Testing Coding with an 80 Character / Line Limit

First, a little history for any not in the know. Computer monitors didn’t used
to provide graphical interfaces for users. Users would set down and start a
terminal session. These sessions would be text-based and the monitor resolutions didn’t allow for lines hundreds of characters long.

Old Terminal Monitor

If you wanted to write some code and have it displayed on a line without
requiring scrolling, then your code lines had a limit of 80 characters.

There has been some discussion of this recently, because Python’s recommending coding standards in PEP-8 suggest a character limit of 80 characters per line. I know I’ve seen multiple articles on this point hit the front page of Hacker News. Some people feel that this is crazy since today’s monitors are larger and resolutions greater. There have been suggestions that a better limits would be 100, 120, or 150 characters. Is that true?

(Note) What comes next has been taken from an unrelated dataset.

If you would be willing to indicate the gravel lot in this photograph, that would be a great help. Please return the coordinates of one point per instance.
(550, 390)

Thinking about this, I realized that I didn’t have the experience to form a
solid opinion. I had never taken line length into consideration when writing
code. Maybe this is the only information I should need to form an opinion, but
I decided instead to place guidelines in Visual Studio and Notepad++ at 80
characters to try to keep myself within the limits.

How did I react to this change?

At first I fought it. This should be expected. Why should I force myself to
80 character lines? I can go longer. It’s fine. But, this would have been a bad
experiment. In forcing myself, I eventually became used to creating lines that
were 80 characters max.

My code thanked me for it. All of a sudden there were no errant lines that
stretched across the screen while other lines were short. This created a visual
style that was actually easier to follow with my eyes when reviewing code.

My design also thanked me for it. Suddenly nesting became a serious issue — one level of nesting cut 4 characters out of any following code. I’ve got code
that’s nested 3 levels deep? Now those lines are limited to 68 characters. This
caused me to start creating smaller methods with more descriptive names and no side effects. That’s definitely a good thing. Nesting went down. Code became
more readable.

What was my favourite result?

During code review, people told me that the code read great. They didn’t
notice at all that the lines were 80 characters or less. But when I later told
the same people that I was limiting my line length, they said the idea was silly
and could force areas of poor readability.

These comments were from the same people who had previously read this very same code and found the style praiseworthy. To me, that’s a success.

The guidelines aren’t going anywhere anytime soon.